Personal information
- Full name: Timothy Allen
- Born: 12 October 1970 (age 55)
- Original team: Mornington
- Draft: No. 29, 1988 national draft
- Height: 191 cm (6 ft 3 in)
- Weight: 85 kg (187 lb)
- Position: Full-forward

Playing career^{1}
- Years: Club / Games (Goals)
- 1991–1992: St Kilda / 22 (13)
- 1993–1994: Hawthorn / 11 0(4)
- 1995: Geelong / 01 0(0)
- Total:  / 34 (17)
- ^{1} Playing statistics correct to the end of 1995.

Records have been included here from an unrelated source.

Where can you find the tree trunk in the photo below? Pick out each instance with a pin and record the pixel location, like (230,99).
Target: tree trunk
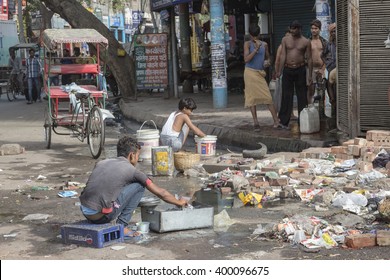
(78,17)
(46,16)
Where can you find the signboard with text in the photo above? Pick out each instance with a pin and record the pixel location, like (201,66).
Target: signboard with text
(151,60)
(159,4)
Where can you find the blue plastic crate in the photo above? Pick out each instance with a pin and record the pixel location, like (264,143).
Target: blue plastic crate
(86,234)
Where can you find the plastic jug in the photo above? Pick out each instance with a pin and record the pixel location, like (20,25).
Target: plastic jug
(309,119)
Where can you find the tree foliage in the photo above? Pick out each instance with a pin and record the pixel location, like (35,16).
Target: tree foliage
(77,16)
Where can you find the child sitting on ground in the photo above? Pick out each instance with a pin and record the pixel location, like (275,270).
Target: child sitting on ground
(176,128)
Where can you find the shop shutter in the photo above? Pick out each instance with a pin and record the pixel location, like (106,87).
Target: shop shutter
(374,64)
(284,12)
(342,66)
(374,67)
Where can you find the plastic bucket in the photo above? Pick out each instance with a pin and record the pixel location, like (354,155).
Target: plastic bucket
(147,138)
(143,227)
(206,146)
(309,119)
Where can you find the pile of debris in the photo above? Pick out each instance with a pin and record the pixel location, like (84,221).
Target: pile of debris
(353,177)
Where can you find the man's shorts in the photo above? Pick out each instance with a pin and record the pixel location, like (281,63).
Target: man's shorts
(313,75)
(333,76)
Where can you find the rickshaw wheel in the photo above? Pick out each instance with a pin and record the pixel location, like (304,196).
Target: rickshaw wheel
(11,93)
(47,126)
(95,131)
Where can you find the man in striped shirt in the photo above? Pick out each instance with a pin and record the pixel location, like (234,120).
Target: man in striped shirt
(33,66)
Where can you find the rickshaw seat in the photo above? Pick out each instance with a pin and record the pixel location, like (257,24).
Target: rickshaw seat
(82,95)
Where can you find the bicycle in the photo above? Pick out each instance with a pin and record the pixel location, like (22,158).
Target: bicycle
(75,110)
(14,88)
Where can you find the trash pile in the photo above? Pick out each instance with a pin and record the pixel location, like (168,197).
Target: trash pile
(352,178)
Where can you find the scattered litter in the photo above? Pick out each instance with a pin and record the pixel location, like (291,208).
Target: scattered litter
(71,185)
(41,177)
(222,220)
(67,194)
(10,235)
(117,248)
(40,188)
(32,217)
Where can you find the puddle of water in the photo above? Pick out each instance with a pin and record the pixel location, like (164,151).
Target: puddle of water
(213,197)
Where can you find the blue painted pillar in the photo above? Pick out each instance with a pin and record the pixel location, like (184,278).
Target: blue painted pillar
(218,54)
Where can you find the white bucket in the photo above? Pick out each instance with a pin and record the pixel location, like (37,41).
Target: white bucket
(143,227)
(206,146)
(309,119)
(148,138)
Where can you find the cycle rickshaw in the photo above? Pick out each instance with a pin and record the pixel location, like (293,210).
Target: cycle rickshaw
(76,109)
(19,87)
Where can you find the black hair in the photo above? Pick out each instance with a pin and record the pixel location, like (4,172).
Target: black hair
(296,24)
(317,23)
(188,103)
(254,30)
(127,145)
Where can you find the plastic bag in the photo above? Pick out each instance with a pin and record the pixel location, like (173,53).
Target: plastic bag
(343,199)
(277,96)
(162,161)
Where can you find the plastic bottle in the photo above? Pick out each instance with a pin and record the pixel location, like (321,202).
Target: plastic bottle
(309,120)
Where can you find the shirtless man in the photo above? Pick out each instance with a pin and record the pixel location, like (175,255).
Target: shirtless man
(318,44)
(294,50)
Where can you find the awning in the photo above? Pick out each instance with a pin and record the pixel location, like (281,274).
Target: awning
(53,37)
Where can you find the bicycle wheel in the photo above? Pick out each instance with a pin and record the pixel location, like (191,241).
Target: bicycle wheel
(11,93)
(95,131)
(47,127)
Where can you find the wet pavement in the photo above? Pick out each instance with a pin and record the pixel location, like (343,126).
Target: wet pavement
(232,125)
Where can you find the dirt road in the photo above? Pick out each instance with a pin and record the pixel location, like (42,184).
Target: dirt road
(70,160)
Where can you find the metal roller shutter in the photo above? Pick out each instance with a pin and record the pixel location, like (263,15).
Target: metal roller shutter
(342,66)
(374,64)
(285,11)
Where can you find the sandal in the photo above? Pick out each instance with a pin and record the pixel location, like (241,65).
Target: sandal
(132,235)
(281,126)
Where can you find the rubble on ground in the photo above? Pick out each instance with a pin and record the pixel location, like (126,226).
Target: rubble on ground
(353,178)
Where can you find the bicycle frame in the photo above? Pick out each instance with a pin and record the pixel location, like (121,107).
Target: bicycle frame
(81,114)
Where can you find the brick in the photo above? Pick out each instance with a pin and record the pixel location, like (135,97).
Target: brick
(278,170)
(317,181)
(260,184)
(364,166)
(350,187)
(370,143)
(383,237)
(369,157)
(278,181)
(284,194)
(348,142)
(338,150)
(360,240)
(11,149)
(225,190)
(303,164)
(356,150)
(372,134)
(360,141)
(297,170)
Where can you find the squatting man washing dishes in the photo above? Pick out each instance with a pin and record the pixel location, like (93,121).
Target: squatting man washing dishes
(115,188)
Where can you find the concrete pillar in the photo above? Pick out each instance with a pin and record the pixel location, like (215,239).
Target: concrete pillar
(218,54)
(174,53)
(185,33)
(247,23)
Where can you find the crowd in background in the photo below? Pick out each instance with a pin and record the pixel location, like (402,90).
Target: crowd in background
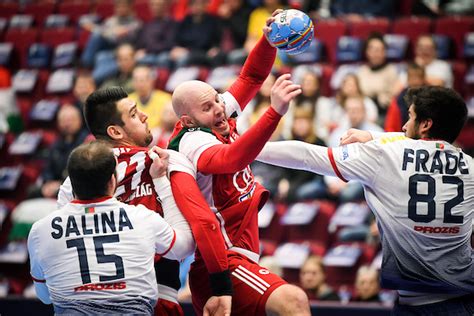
(125,51)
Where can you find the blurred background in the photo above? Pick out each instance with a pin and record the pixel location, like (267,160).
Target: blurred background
(317,232)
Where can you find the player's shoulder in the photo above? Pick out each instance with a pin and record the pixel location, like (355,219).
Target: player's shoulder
(391,139)
(192,135)
(139,210)
(45,222)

= Tim Allen (footballer) =

Australian rules footballer (born 1970)

Timothy Allen (born 12 October 1970) is a former Australian rules footballer who played with St Kilda, Hawthorn and Geelong in the Australian Football League (AFL) during the 1990s.

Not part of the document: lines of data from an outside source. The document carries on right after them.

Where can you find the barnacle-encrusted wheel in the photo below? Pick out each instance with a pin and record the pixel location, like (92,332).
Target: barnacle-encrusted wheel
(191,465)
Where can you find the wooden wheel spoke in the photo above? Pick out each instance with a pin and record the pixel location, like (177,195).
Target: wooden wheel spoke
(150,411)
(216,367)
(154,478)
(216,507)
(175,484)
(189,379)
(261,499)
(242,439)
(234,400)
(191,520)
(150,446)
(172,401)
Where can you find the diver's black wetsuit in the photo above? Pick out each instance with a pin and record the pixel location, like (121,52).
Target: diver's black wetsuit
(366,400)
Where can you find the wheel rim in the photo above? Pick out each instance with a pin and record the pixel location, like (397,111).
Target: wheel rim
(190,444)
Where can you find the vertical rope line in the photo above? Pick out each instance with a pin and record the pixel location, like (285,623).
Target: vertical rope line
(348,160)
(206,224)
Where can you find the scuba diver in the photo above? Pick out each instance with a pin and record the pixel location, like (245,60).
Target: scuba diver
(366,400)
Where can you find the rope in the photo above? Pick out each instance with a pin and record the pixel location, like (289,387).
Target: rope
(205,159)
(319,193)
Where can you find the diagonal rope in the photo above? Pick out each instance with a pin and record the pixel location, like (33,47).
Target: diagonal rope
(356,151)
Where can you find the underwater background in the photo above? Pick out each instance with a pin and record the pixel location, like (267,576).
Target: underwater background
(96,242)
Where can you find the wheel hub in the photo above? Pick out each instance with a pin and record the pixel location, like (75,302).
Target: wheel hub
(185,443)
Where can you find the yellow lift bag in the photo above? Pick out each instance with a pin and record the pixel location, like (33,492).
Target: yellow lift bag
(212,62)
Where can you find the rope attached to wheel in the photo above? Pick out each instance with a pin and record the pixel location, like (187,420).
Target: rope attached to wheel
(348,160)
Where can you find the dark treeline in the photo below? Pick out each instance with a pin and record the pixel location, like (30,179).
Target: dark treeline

Selected in the 1988 VFL Draft, Allen was a key forward and spent most of his four seasons at St Kilda in the reserves. His preferred position was full-forward but as St Kilda had Tony Lockett at the time his opportunities were limited. He finally broke into the seniors towards the end of the 1991 AFL season and played five games. In the 1992 season he was selected more regularly and appeared in 17 of a possible 23 games. Allen, who was used in the ruck on occasions, received three Brownlow Medal votes for his 22 disposal effort in a win over Adelaide that year.

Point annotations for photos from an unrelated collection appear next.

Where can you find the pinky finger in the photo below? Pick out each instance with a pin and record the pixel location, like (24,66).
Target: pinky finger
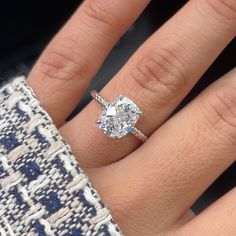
(218,219)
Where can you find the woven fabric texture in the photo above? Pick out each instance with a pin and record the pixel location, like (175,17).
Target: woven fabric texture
(43,191)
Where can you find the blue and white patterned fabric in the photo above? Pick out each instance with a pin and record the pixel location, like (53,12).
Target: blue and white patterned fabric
(43,191)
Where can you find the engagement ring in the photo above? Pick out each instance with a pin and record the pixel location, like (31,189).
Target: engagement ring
(118,117)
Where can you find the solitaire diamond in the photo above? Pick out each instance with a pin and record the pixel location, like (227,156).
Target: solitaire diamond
(119,117)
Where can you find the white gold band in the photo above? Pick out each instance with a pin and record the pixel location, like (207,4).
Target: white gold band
(135,131)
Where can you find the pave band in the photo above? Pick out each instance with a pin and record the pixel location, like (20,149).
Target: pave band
(119,117)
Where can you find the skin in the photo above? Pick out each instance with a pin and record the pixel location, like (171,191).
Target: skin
(149,188)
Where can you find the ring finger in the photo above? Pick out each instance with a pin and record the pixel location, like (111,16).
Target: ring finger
(157,77)
(64,70)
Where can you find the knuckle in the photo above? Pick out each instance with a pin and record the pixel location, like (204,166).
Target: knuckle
(226,9)
(221,108)
(159,74)
(59,62)
(99,15)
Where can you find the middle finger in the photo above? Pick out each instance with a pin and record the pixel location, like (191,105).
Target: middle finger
(156,78)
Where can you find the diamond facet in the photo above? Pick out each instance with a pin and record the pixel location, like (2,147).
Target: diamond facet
(119,117)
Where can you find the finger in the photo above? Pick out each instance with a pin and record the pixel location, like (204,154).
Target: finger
(160,181)
(157,77)
(218,219)
(66,67)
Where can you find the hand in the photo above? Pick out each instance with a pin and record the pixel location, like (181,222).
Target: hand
(149,188)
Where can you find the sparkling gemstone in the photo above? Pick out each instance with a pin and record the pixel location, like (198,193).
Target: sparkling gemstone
(119,117)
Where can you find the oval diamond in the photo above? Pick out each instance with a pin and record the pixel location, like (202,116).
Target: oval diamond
(119,117)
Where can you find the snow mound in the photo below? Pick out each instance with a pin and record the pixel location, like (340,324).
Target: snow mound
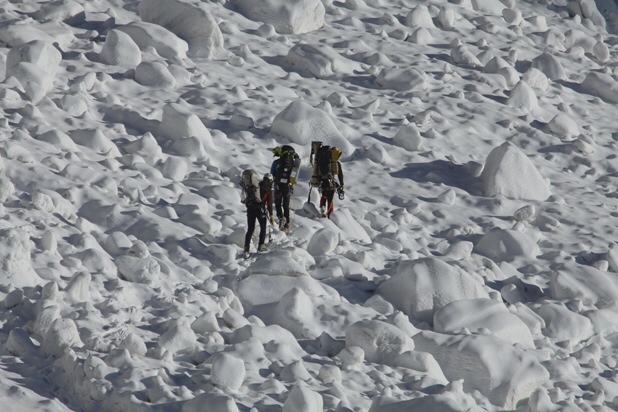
(39,53)
(549,65)
(563,126)
(154,74)
(189,22)
(505,379)
(403,79)
(320,60)
(96,140)
(166,43)
(408,137)
(302,399)
(461,55)
(483,314)
(381,341)
(488,7)
(307,317)
(301,123)
(227,371)
(179,337)
(62,334)
(509,172)
(119,49)
(260,289)
(25,31)
(280,344)
(587,9)
(506,244)
(217,402)
(15,260)
(419,16)
(34,65)
(523,97)
(536,79)
(286,16)
(278,262)
(67,11)
(422,362)
(350,228)
(178,122)
(601,85)
(138,269)
(323,241)
(563,325)
(58,139)
(585,283)
(420,287)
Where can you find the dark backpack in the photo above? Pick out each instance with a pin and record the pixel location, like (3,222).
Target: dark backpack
(323,159)
(325,162)
(250,183)
(286,164)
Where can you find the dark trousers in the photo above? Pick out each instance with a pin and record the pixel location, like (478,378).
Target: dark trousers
(282,201)
(252,215)
(327,199)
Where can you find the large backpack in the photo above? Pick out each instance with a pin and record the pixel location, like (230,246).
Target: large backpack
(287,164)
(250,183)
(325,164)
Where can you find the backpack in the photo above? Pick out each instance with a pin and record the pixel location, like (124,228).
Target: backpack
(250,183)
(325,165)
(288,165)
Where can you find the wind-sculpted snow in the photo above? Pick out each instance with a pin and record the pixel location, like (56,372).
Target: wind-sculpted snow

He was traded to Hawthorn at the end of the season, in return for the 119th pick of the 1992 AFL draft. In two seasons, he played just eleven games and nominated for the 1994 draft. Geelong secured him with pick 81 but with the club having appeared in two of the last three grand finals, it was always going to be difficult to make it into the seniors. They made the grand final again in 1995 and Allen's only game came in the final round of the home and away season, due to the absence of both Gary Ablett and Billy Brownless.

After leaving the AFL, Allen continued to play in the Mornington Peninsula Nepean Football League.